There have been a handful of incidents where strikers have interrupted midterm exams, said Winward, the first-year student; he reported on them for the campus newspaper, the Daily Bruin. He said some students are concerned about such disruptions happening again during finals week.

The University of California system views its graduate students like most colleges do: Their employment is “strictly part time,” and campus policy prevents them from working more than 20 hours per week. Meeting some of the students’ demands, university officials say, would cause an “unprecedented” and “unpredictable” financial impact.

The university has proposed paying TAs between $25,000 and $31,000 per year, and graduate-student researchers between $28,000 and $47,000 per year, for part-time work — which officials say would make UC graduate students the highest compensated among public institutions in the Association of American Universities. The union has called for a minimum salary of $54,000.

Another sticking point is housing costs. University officials have stressed that UC-owned housing for graduate students is already 20 to 25 percent below market rates. Tying raises to housing costs, as the union has called for, could cost hundreds of millions of dollars annually, according to the university.

We’re eager to get back to work. We just want to make sure we are living and working in dignified conditions.

UC officials said they had reached agreements with other employee unions in the past year, demonstrating their “flexibility and a genuine willingness to compromise.” The university has proposed working with a private mediator to resolve differences, which the union doesn’t support.

Meanwhile, on most campuses, the deadline to submit final grades this fall has been extended — but only by a few days. And there’s little consistency across campuses.

Faculty members are also struggling to figure out what legal rights they have to participate in a sympathy strike.

A Wednesday letter from Michael T. Brown, the UC-system provost, stated that if faculty members choose not to hold classes or submit grades during the strike, the “university in turn may withhold their compensation.” If faculty members participate in a “partial strike,” where they don’t submit grades but continue to do research, they could also risk disciplinary action.

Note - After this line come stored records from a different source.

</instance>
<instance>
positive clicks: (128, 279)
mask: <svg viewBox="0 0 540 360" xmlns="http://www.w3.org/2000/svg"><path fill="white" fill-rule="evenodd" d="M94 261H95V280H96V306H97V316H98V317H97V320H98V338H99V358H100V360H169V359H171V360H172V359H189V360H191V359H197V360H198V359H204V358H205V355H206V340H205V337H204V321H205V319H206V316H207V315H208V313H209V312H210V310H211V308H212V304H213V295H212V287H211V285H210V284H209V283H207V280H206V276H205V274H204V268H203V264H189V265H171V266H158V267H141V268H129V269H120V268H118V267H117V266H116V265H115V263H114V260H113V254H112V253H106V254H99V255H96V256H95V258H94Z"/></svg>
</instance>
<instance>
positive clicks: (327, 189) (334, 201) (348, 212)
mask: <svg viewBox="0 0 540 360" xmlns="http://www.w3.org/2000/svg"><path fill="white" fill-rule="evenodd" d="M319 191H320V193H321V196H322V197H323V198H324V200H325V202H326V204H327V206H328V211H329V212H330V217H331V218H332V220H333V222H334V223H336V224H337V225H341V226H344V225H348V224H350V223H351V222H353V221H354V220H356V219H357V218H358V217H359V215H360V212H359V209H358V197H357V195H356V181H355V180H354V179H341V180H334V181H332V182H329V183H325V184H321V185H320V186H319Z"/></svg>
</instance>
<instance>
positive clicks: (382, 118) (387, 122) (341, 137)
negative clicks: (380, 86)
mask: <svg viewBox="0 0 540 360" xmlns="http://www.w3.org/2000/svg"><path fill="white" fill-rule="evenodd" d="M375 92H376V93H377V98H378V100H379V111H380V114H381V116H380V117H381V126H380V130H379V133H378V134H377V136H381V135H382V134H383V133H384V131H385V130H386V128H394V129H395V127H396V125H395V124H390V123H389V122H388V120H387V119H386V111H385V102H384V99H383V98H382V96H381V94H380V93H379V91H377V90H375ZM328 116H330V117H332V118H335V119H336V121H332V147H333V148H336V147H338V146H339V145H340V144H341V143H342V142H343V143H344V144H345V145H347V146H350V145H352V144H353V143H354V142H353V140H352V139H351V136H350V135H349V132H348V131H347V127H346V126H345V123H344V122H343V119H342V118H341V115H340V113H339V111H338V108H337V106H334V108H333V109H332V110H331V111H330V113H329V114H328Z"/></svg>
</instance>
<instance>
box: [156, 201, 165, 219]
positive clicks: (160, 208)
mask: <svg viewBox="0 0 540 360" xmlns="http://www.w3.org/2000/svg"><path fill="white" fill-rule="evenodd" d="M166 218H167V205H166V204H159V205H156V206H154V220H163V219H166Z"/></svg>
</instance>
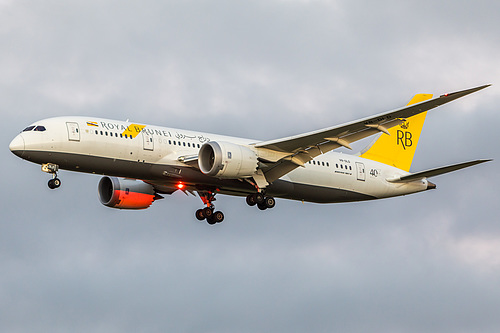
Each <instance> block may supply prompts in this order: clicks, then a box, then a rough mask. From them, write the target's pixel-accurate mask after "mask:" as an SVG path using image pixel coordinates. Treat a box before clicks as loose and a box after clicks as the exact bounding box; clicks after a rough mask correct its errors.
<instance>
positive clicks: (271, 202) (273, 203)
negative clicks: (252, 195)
mask: <svg viewBox="0 0 500 333" xmlns="http://www.w3.org/2000/svg"><path fill="white" fill-rule="evenodd" d="M264 204H265V205H266V207H267V208H273V207H274V206H276V200H274V198H273V197H266V199H265V200H264Z"/></svg>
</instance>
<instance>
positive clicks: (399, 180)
mask: <svg viewBox="0 0 500 333" xmlns="http://www.w3.org/2000/svg"><path fill="white" fill-rule="evenodd" d="M489 161H491V160H475V161H470V162H463V163H458V164H453V165H448V166H444V167H440V168H436V169H431V170H426V171H420V172H416V173H410V174H408V175H406V176H400V177H396V178H391V179H387V181H388V182H391V183H406V182H411V181H414V180H419V179H424V178H429V177H434V176H439V175H442V174H445V173H448V172H452V171H457V170H460V169H463V168H468V167H471V166H473V165H476V164H481V163H484V162H489Z"/></svg>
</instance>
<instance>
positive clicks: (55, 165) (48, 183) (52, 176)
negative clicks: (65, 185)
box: [42, 163, 61, 190]
mask: <svg viewBox="0 0 500 333" xmlns="http://www.w3.org/2000/svg"><path fill="white" fill-rule="evenodd" d="M42 171H43V172H46V173H50V174H52V179H51V180H49V183H48V185H49V188H50V189H51V190H53V189H56V188H58V187H59V186H61V180H60V179H59V178H57V171H59V165H57V164H52V163H46V164H42Z"/></svg>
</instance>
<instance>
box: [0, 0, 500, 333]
mask: <svg viewBox="0 0 500 333" xmlns="http://www.w3.org/2000/svg"><path fill="white" fill-rule="evenodd" d="M498 13H500V3H499V2H498V1H486V0H485V1H474V2H465V1H463V2H456V1H377V2H371V1H327V0H323V1H321V0H318V1H314V0H310V1H307V0H302V1H299V0H297V1H293V0H290V1H286V0H280V1H279V0H266V1H186V0H184V1H148V0H146V1H140V2H139V1H136V2H134V1H92V0H90V1H89V0H86V1H52V0H50V1H43V2H40V1H13V0H0V49H1V52H0V112H1V114H2V121H3V130H2V131H1V132H0V138H1V141H0V142H1V143H2V145H3V147H4V148H3V149H1V150H0V154H1V156H2V157H1V160H2V161H3V170H4V176H3V177H2V181H1V182H2V186H1V188H2V190H1V202H2V210H1V213H0V214H1V215H0V216H1V222H0V269H1V274H0V330H1V331H3V332H33V331H50V332H68V331H71V332H89V331H92V332H137V331H144V332H287V333H288V332H305V331H308V332H332V331H343V332H345V331H348V332H366V331H375V332H377V331H379V332H380V331H383V332H429V331H432V332H478V331H481V332H498V330H499V329H500V315H499V309H500V285H499V282H498V281H500V259H499V258H500V221H499V217H498V215H499V212H500V211H499V206H498V203H499V200H500V195H499V190H498V189H499V188H500V179H499V177H498V176H499V172H498V166H497V162H496V161H494V162H490V163H488V164H485V165H480V166H477V167H475V168H471V169H467V170H464V171H461V172H457V173H454V174H450V175H446V176H441V177H438V178H435V179H433V181H434V182H435V183H437V185H438V189H437V190H436V191H429V192H426V193H420V194H416V195H411V196H407V197H401V198H394V199H387V200H381V201H374V202H367V203H353V204H338V205H317V204H302V203H300V202H291V201H285V200H278V202H277V206H276V208H274V209H273V210H271V211H266V212H260V211H258V210H256V209H254V208H250V207H248V206H246V204H245V203H244V200H242V199H241V198H232V197H224V196H220V197H219V198H218V200H217V202H216V203H217V207H218V208H219V209H221V210H223V211H224V212H225V214H226V221H225V222H224V223H223V224H221V225H217V226H216V227H211V226H209V225H207V224H206V223H198V222H197V221H196V220H195V219H194V210H195V209H197V208H199V207H201V201H200V200H199V199H197V198H194V197H186V196H185V195H184V194H182V193H175V194H173V195H172V196H170V197H168V198H166V199H165V200H162V201H159V202H156V203H155V204H154V205H153V206H152V207H151V208H150V209H148V210H145V211H118V210H113V209H110V208H107V207H104V206H102V205H101V204H100V203H99V201H98V199H97V191H96V187H97V183H98V180H99V177H97V176H92V175H84V174H76V173H70V172H64V171H63V172H61V174H60V176H61V178H62V181H63V186H62V187H61V188H60V189H59V190H57V191H50V190H49V189H48V188H47V186H46V182H47V180H48V177H47V175H46V174H43V173H42V172H41V171H40V169H39V166H37V165H34V164H30V163H28V162H25V161H22V160H20V159H18V158H16V157H15V156H14V155H12V154H11V153H10V152H9V150H8V143H9V142H10V140H11V139H12V138H13V137H14V136H15V135H16V134H17V133H18V132H19V131H20V130H21V129H22V128H24V127H25V126H26V125H27V124H29V123H32V122H34V121H36V120H38V119H42V118H47V117H51V116H61V115H91V116H100V117H107V118H115V119H123V120H125V119H127V118H129V119H131V120H133V121H137V122H142V123H154V124H158V125H164V126H171V127H178V128H190V129H196V130H203V131H207V132H215V133H221V134H227V135H239V136H245V137H252V138H259V139H263V140H265V139H272V138H278V137H282V136H287V135H292V134H297V133H301V132H306V131H310V130H314V129H317V128H321V127H325V126H331V125H335V124H338V123H341V122H344V121H350V120H354V119H357V118H360V117H364V116H369V115H372V114H374V113H378V112H382V111H386V110H390V109H393V108H397V107H400V106H402V105H404V104H406V103H407V102H408V101H409V99H410V98H411V96H412V95H413V94H415V93H420V92H428V93H435V94H441V93H444V92H450V91H454V90H460V89H465V88H469V87H473V86H476V85H481V84H485V83H492V84H493V86H492V87H490V88H488V89H486V90H484V91H481V92H480V93H477V94H474V95H471V96H468V97H466V98H464V99H462V100H459V101H456V102H453V103H451V104H449V105H446V106H444V107H441V108H439V109H437V110H434V111H432V112H431V113H429V115H428V117H427V123H426V126H425V127H424V130H423V134H422V138H421V140H420V142H419V148H418V150H417V153H416V156H415V160H414V163H413V166H412V170H414V171H418V170H423V169H426V168H431V167H437V166H440V165H445V164H449V163H455V162H460V161H465V160H471V159H476V158H494V159H496V160H497V161H498V160H500V150H499V148H498V145H497V143H498V142H499V141H500V134H499V133H500V131H498V129H497V124H498V122H499V121H500V114H499V112H498V110H497V108H498V105H499V102H500V97H499V96H500V83H499V81H498V78H499V77H500V62H499V60H498V59H499V57H498V55H499V54H500V35H499V34H498V31H500V21H499V20H498Z"/></svg>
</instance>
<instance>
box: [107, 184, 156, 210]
mask: <svg viewBox="0 0 500 333" xmlns="http://www.w3.org/2000/svg"><path fill="white" fill-rule="evenodd" d="M98 193H99V200H101V203H102V204H103V205H105V206H108V207H112V208H118V209H146V208H148V207H149V206H151V204H152V203H153V201H154V200H155V196H156V193H155V190H154V188H153V186H151V185H149V184H146V183H144V182H142V181H137V180H131V179H119V178H116V177H107V176H105V177H102V178H101V181H100V182H99V186H98Z"/></svg>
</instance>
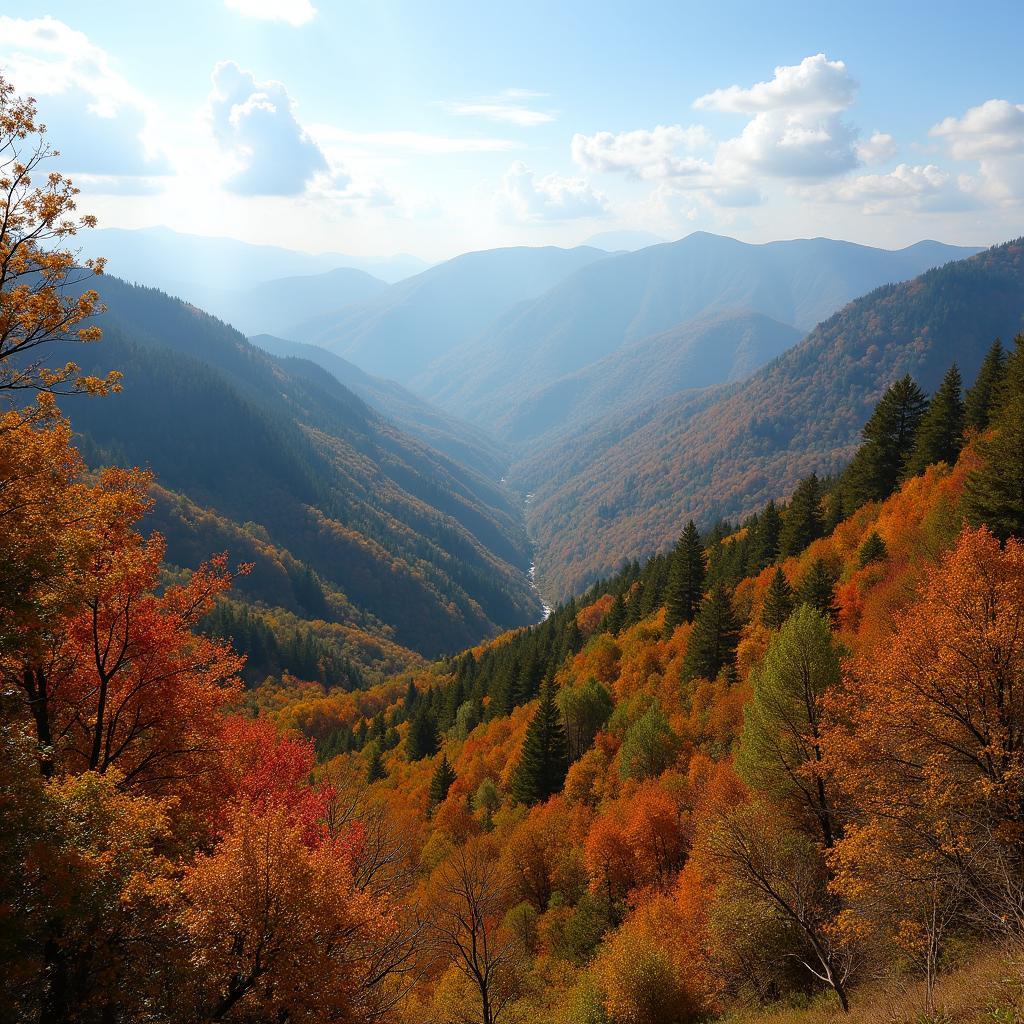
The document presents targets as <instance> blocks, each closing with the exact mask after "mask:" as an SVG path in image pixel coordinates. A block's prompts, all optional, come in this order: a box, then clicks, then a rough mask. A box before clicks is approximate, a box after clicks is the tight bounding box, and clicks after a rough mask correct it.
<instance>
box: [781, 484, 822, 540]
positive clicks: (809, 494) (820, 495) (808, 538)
mask: <svg viewBox="0 0 1024 1024" xmlns="http://www.w3.org/2000/svg"><path fill="white" fill-rule="evenodd" d="M822 529H823V523H822V517H821V484H820V483H819V481H818V477H817V474H816V473H811V475H810V476H807V477H804V479H803V480H801V481H800V483H798V484H797V489H796V490H794V493H793V498H792V499H791V501H790V508H788V510H787V511H786V513H785V519H784V521H783V523H782V532H781V536H780V538H779V555H781V557H782V558H788V557H790V556H791V555H799V554H800V552H801V551H803V550H804V548H806V547H807V545H809V544H810V543H811V542H812V541H816V540H817V539H818V538H819V537H821V536H822Z"/></svg>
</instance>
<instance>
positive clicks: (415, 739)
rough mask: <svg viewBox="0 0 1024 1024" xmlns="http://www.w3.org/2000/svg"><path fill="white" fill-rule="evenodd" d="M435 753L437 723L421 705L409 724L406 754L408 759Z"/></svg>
mask: <svg viewBox="0 0 1024 1024" xmlns="http://www.w3.org/2000/svg"><path fill="white" fill-rule="evenodd" d="M436 753H437V723H436V722H435V721H434V716H433V715H432V714H431V713H430V709H429V708H425V707H423V705H422V703H421V706H420V707H419V708H418V709H417V712H416V714H415V715H414V716H413V720H412V722H410V724H409V734H408V735H407V736H406V756H407V757H408V758H409V760H410V761H420V760H422V759H423V758H431V757H433V756H434V755H435V754H436Z"/></svg>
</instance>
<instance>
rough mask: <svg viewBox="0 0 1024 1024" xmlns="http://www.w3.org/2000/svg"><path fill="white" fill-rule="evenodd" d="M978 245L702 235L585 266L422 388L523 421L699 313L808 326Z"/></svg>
mask: <svg viewBox="0 0 1024 1024" xmlns="http://www.w3.org/2000/svg"><path fill="white" fill-rule="evenodd" d="M975 251H976V250H972V249H962V248H958V247H955V246H944V245H940V244H939V243H934V242H922V243H919V244H918V245H914V246H910V247H909V248H907V249H901V250H898V251H888V250H884V249H872V248H869V247H867V246H858V245H854V244H853V243H850V242H839V241H835V240H831V239H799V240H795V241H790V242H771V243H767V244H765V245H748V244H745V243H742V242H737V241H736V240H735V239H729V238H723V237H721V236H716V234H709V233H708V232H705V231H696V232H694V233H693V234H690V236H688V237H687V238H685V239H681V240H680V241H679V242H672V243H668V244H666V245H659V246H650V247H649V248H647V249H641V250H640V251H639V252H634V253H626V254H623V255H618V256H612V257H609V258H608V259H605V260H602V261H600V262H599V263H595V264H593V265H591V266H588V267H586V268H584V269H583V270H580V271H578V272H577V273H574V274H572V275H571V276H570V278H567V279H566V280H565V281H564V282H563V283H562V284H561V285H559V286H558V287H556V288H553V289H552V290H551V291H549V292H548V293H546V294H545V295H543V296H542V297H540V298H539V299H538V300H536V301H535V302H532V303H529V304H527V305H524V306H522V307H519V308H517V309H515V310H512V311H510V312H509V313H508V314H506V315H505V316H503V317H502V319H501V322H500V323H498V324H496V325H494V326H492V327H490V328H488V330H487V332H486V333H485V334H484V335H482V336H481V337H479V338H474V339H472V342H471V343H470V344H465V345H463V346H461V347H460V348H458V349H456V350H454V351H453V352H452V353H451V354H450V355H449V356H447V357H446V358H443V359H439V360H438V361H436V362H435V364H434V365H433V366H432V367H430V368H429V369H428V370H427V371H426V372H425V373H424V374H422V375H421V376H420V377H418V378H417V379H416V380H415V381H414V385H415V387H416V389H417V390H418V391H420V392H421V393H422V394H424V395H425V396H426V397H428V398H430V399H431V400H432V401H436V402H437V403H438V404H440V406H442V407H443V408H445V409H449V410H452V411H455V410H458V411H459V413H460V415H461V416H464V417H467V418H469V419H471V420H474V421H475V422H479V423H481V424H489V423H490V422H492V421H493V419H495V418H497V419H498V420H500V421H503V422H504V421H506V420H513V419H515V413H514V411H515V409H516V407H517V406H519V404H520V403H521V402H522V401H524V400H526V401H529V400H531V399H529V398H526V396H528V395H530V394H531V393H532V392H534V391H536V390H537V389H538V388H539V387H543V386H544V385H545V384H546V383H548V382H550V381H552V380H555V379H558V378H560V377H562V376H564V375H566V374H572V373H575V372H578V371H580V370H582V369H583V368H585V367H588V366H591V365H593V364H595V362H597V361H598V360H600V359H603V358H604V357H606V356H607V355H609V354H610V353H611V352H614V351H615V350H616V349H618V348H620V347H622V346H623V345H626V344H629V343H631V342H636V341H639V340H640V339H642V338H646V337H650V336H652V335H655V334H660V333H663V332H665V331H669V330H671V329H676V328H677V327H679V326H681V325H685V324H687V323H689V322H691V321H693V319H694V318H696V317H698V316H706V315H708V314H710V313H720V312H723V311H726V310H740V309H741V310H748V311H751V312H757V313H762V314H764V315H766V316H770V317H772V318H773V319H775V321H778V322H780V323H782V324H788V325H793V326H794V327H796V328H798V329H799V330H800V331H803V332H806V331H809V330H810V329H811V328H812V327H813V326H814V325H815V324H817V323H818V322H819V321H821V319H823V318H824V317H826V316H829V315H831V314H833V313H834V312H836V310H837V309H839V308H840V307H841V306H843V305H844V304H845V303H846V302H849V301H850V300H851V299H853V298H855V297H856V296H858V295H862V294H863V293H864V292H866V291H868V290H869V289H871V288H877V287H878V286H879V285H883V284H887V283H890V282H896V281H904V280H906V279H909V278H913V276H914V275H915V274H919V273H922V272H923V271H925V270H927V269H929V268H930V267H933V266H936V265H938V264H941V263H944V262H947V261H948V260H952V259H959V258H963V257H964V256H967V255H970V254H971V253H973V252H975ZM723 379H724V378H723Z"/></svg>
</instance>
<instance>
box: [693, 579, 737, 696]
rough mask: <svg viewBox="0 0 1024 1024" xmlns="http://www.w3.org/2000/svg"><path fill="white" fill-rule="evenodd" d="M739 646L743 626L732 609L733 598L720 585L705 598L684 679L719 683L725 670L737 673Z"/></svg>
mask: <svg viewBox="0 0 1024 1024" xmlns="http://www.w3.org/2000/svg"><path fill="white" fill-rule="evenodd" d="M738 643H739V622H738V620H737V618H736V613H735V611H734V610H733V608H732V598H731V596H730V594H729V592H728V591H727V590H726V589H725V588H724V587H722V586H721V585H719V586H717V587H715V588H714V589H713V590H712V592H711V593H710V594H709V595H708V596H707V597H706V598H705V600H703V603H702V604H701V605H700V611H699V612H698V613H697V616H696V618H695V620H694V621H693V631H692V632H691V633H690V639H689V643H688V644H687V645H686V656H685V657H684V659H683V677H684V678H685V679H694V678H696V677H697V676H700V677H702V678H705V679H715V678H717V676H718V674H719V673H720V672H722V671H723V670H724V671H726V672H728V673H730V674H731V673H733V672H734V671H735V666H734V658H735V654H736V645H737V644H738Z"/></svg>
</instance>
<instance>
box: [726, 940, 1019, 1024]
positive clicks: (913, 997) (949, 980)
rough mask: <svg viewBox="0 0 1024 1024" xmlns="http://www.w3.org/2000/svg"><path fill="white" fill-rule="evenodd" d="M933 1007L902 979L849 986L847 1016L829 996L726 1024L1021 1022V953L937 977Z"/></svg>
mask: <svg viewBox="0 0 1024 1024" xmlns="http://www.w3.org/2000/svg"><path fill="white" fill-rule="evenodd" d="M935 1006H936V1012H935V1014H934V1015H929V1014H926V1013H925V986H924V983H922V984H913V983H907V982H905V981H904V982H902V983H886V984H880V985H876V986H869V985H863V986H861V987H860V988H858V989H856V990H854V992H853V994H852V996H851V1009H850V1013H849V1014H848V1015H847V1014H844V1013H842V1011H841V1010H840V1009H839V1004H838V1002H836V1001H835V999H828V1000H825V999H822V1001H821V1002H820V1004H818V1005H815V1006H814V1007H812V1008H809V1009H806V1010H792V1009H791V1010H769V1011H764V1012H762V1013H760V1014H739V1015H736V1016H734V1017H731V1018H730V1024H1024V953H1022V950H1021V949H1015V950H1013V951H1007V950H999V951H989V952H986V953H984V954H982V955H978V956H976V957H974V958H973V959H972V961H971V962H970V963H968V964H966V965H965V966H964V967H961V968H958V969H957V970H955V971H952V972H950V973H949V974H947V975H945V976H943V977H942V978H941V979H940V980H939V983H938V985H937V986H936V990H935Z"/></svg>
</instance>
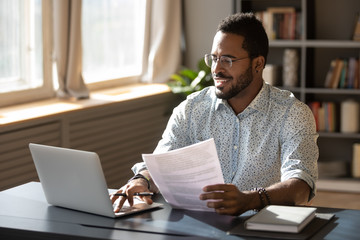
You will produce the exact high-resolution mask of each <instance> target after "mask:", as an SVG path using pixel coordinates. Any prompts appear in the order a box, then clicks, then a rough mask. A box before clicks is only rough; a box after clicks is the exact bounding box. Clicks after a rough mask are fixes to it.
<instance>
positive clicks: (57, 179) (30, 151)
mask: <svg viewBox="0 0 360 240" xmlns="http://www.w3.org/2000/svg"><path fill="white" fill-rule="evenodd" d="M29 148H30V152H31V155H32V158H33V161H34V164H35V167H36V171H37V173H38V176H39V179H40V183H41V185H42V188H43V191H44V194H45V197H46V200H47V202H48V203H49V204H51V205H54V206H59V207H64V208H69V209H73V210H78V211H83V212H87V213H92V214H97V215H102V216H106V217H112V218H116V217H121V216H126V215H129V214H134V213H138V212H142V211H146V210H149V209H153V208H158V207H160V206H162V205H163V204H161V203H153V204H151V205H148V204H146V203H145V202H143V201H141V200H140V199H137V198H136V197H134V205H133V206H132V207H130V205H129V203H128V201H126V202H125V204H124V206H123V208H122V209H121V211H120V212H119V213H114V210H113V205H112V204H111V200H110V196H109V191H108V188H107V184H106V181H105V177H104V173H103V170H102V167H101V163H100V159H99V156H98V155H97V154H96V153H94V152H88V151H80V150H74V149H68V148H60V147H53V146H46V145H40V144H34V143H30V144H29Z"/></svg>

The letter said that faculty have the responsibility to maintain course and curricular requirements, including “the timely awarding and submission of grades.” The Council of UC Faculty Associations called the letter “misleading.”

For some faculty members, the university is making a frustrating, if not impossible, ask — especially after the pandemic left them feeling burned out and exhausted.

“Most of us are confused, if not stressed, because we just spent three years being very agile for our employers due to COVID,” Shorter said. “And now the expectation is that we would spend our holiday breaks or winter breaks grading hundreds of papers for a situation we did not create.”

The faculty associations’ council also released a Google form for professors to fill out if they expect not to be able to submit final grades without the help of TAs. As of Friday, the group said the total number of expected missing grades was 23,000.

Bernard Remollino, a graduate-student researcher and teaching assistant at UCLA, said what’s happening across UC campuses now sends a critical message: The university works because of its academic student workers. The question of when their work will proceed is up to the UC system, he said.

“We’re eager to get back to work,” Remollino said. “We just want to make sure we are living and working in dignified conditions. And that’s it.”